Die Eskalation des Tons, das schril­le, absur­de Gebrüll eines faschi­sto­id-völ­ki­schen möch­te­gern-Führerregimes, das ande­re des Faschismus bezich­tigt wäre lustig, wenn es nicht um so viel gin­ge. Und da in einem popu­li­stisch gepräg­ten Wahlkampf auch in Europa vor allem nach Effekt und nicht nach Langzeit-Wirkung gehan­delt wird, ist die Stunde der Taktiker gekom­men. Dabei gewin­nen die Extremisten und somit vor allem Erdogan an Popularität, der die unfrei­wil­li­ge Wahlkampfhilfe aus Amsterdam, Berlin und Wien mit Freude ent­ge­gen­nimmt.

Da der «Krieg» nicht in Europa gewon­nen, wohl aber auch geführt wer­den kann, zeigt sich jetzt der tra­gi­sche Mangel an Strategie in der EU, was den impor­tie­ren Wahlkampf angeht. Statt im letz­ten Jahr, als sich das Problem mate­ria­li­sier­te, fix dar­auf zu reagie­ren und ein neu­tral for­mu­lier­tes Gesetz zu Wahlkampfveranstaltungen aus dem Nicht-EU-Ausland zu beschlies­sen, wer­den jetzt sinn- und ziel­lo­se Reflexhandlungen zur Tagesordnung, die Erdogan treff­lich Propaganda-Material lie­fern und den euro­päi­schen Politikern erlau­ben, ihre eige­ne Stärke vor­zu­füh­ren.

Es sieht – nicht zuletzt durch die blind erwisch­ten euro­päi­schen Politiker – für das Erdogan-Plebiszit bes­ser als je zuvor aus. Dabei hat sich Erdogan – obwohl auch sein Handeln auf den ersten Blick als rei­ne Taktik rüber­kommt – als Stratege erwie­sen, der sei­ne Propaganda-Kasper los­schickt und es schafft, aus ver­hin­der­ten Auftritten einen grös­se­ren Propaganda-Effekt wie aus abge­hal­te­nen Ansprachen zu erzie­len.
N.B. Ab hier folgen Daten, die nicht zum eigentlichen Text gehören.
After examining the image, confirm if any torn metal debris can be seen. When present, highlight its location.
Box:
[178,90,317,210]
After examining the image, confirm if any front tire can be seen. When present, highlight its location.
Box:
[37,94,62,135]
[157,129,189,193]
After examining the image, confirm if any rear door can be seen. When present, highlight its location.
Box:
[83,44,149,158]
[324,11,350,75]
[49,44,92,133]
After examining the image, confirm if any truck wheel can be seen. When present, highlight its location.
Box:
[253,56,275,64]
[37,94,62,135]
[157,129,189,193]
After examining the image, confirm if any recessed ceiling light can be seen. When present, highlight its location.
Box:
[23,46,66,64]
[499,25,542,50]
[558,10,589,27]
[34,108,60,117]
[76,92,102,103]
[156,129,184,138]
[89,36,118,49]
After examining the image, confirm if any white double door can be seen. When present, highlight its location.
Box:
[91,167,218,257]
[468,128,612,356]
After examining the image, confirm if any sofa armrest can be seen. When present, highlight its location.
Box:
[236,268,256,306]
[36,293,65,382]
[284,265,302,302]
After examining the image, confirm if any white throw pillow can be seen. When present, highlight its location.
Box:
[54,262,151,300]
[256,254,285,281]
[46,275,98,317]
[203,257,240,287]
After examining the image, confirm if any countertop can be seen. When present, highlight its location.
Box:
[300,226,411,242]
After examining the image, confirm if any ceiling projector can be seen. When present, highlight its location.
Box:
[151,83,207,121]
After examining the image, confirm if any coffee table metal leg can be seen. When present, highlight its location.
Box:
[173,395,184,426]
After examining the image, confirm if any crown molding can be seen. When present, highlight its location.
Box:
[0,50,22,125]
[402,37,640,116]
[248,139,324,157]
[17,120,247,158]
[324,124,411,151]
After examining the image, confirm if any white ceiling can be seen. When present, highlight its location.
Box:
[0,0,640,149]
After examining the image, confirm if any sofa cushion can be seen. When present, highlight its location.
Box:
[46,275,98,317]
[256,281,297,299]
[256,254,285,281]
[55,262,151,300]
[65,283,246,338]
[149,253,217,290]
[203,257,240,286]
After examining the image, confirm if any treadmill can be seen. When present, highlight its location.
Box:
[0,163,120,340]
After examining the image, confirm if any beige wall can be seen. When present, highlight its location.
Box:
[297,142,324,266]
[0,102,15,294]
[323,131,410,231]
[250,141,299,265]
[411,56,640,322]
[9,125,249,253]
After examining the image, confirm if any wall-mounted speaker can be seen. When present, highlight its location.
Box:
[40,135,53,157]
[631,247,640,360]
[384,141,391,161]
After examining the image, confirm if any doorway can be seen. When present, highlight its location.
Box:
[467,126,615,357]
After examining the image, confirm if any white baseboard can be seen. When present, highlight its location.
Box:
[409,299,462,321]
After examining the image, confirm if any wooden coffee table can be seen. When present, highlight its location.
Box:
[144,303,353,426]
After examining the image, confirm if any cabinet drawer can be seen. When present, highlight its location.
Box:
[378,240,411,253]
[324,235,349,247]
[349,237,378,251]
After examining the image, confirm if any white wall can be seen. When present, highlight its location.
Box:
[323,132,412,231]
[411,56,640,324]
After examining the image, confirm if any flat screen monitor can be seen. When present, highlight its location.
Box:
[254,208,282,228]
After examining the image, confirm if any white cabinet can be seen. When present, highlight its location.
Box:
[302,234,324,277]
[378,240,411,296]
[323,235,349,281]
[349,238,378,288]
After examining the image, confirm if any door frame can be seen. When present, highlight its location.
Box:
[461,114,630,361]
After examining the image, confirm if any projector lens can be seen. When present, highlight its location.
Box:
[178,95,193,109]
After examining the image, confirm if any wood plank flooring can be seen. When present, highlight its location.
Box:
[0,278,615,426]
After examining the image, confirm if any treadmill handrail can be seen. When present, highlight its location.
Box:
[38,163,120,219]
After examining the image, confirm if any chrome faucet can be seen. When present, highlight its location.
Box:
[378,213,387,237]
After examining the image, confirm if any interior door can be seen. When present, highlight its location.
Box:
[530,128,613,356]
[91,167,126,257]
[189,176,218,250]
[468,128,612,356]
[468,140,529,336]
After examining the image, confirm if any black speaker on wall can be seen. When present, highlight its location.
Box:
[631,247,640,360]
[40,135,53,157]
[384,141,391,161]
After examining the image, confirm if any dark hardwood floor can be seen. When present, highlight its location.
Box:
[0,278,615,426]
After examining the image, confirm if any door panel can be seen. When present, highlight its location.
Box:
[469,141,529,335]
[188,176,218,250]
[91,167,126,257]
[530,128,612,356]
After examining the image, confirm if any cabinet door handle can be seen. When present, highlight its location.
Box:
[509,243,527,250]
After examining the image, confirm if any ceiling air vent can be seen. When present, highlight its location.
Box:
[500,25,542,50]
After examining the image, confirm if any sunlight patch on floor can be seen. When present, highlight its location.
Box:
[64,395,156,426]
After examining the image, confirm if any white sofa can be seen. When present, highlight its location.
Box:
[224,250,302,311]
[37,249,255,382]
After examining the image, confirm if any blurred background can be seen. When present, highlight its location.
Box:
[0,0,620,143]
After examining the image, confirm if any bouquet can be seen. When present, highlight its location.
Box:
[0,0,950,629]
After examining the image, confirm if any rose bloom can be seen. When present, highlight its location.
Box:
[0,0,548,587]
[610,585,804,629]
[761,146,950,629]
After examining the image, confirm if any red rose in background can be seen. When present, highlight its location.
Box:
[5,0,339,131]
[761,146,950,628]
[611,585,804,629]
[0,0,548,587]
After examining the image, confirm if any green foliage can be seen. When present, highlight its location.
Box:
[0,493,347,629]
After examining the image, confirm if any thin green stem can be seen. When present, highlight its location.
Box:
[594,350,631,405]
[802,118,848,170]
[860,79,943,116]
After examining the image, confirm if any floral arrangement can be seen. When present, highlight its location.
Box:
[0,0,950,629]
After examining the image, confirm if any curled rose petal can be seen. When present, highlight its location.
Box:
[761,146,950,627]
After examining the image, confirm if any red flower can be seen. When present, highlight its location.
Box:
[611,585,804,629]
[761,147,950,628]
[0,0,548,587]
Dass der Auftritt von Erdogans Aussenminister Cavusoglu in Frankreich nur des­halb bemerkt wur­de, weil sich ande­re euro­päi­sche Staaten dar­über auf­reg­ten, dass die­ser nicht ver­bo­ten wur­de, zeigt auf erschüt­tern­de Weise, wie stark mit Verboten aus­ge­rech­net jener Gratis-Propaganda bekommt, den man zu bekämp­fen beab­sich­tigt.

Ein tak­ti­sches Scharmützel zu gewin­nen fühlt sich gut an und echt, rein was das Gefühl angeht, wür­de der Autor auch am lieb­sten jeden Auftritt von Erdogans Schosshündchen oder gar ihm selbst in Europa ver­bie­ten. Doch stra­te­gisch ist – man sieht es ja am momen­ta­nen Zwist mit Holland – die­ses tak­tie­ren vor Ort ein Schuss in den Ofen. Der Zug ist nun schon abge­fah­ren und in die­sem Kampf hat Europa die zwei auf dem Rücken. Aber viel­leicht wäre es gut, sich das vor dem näch­sten Mal zu über­le­gen und dar­an zu den­ken, dass Strategie viel­leicht nicht so befrie­di­gend aber auf lan­ge Zeit hin­aus wesent­lich wirk­sa­mer ist.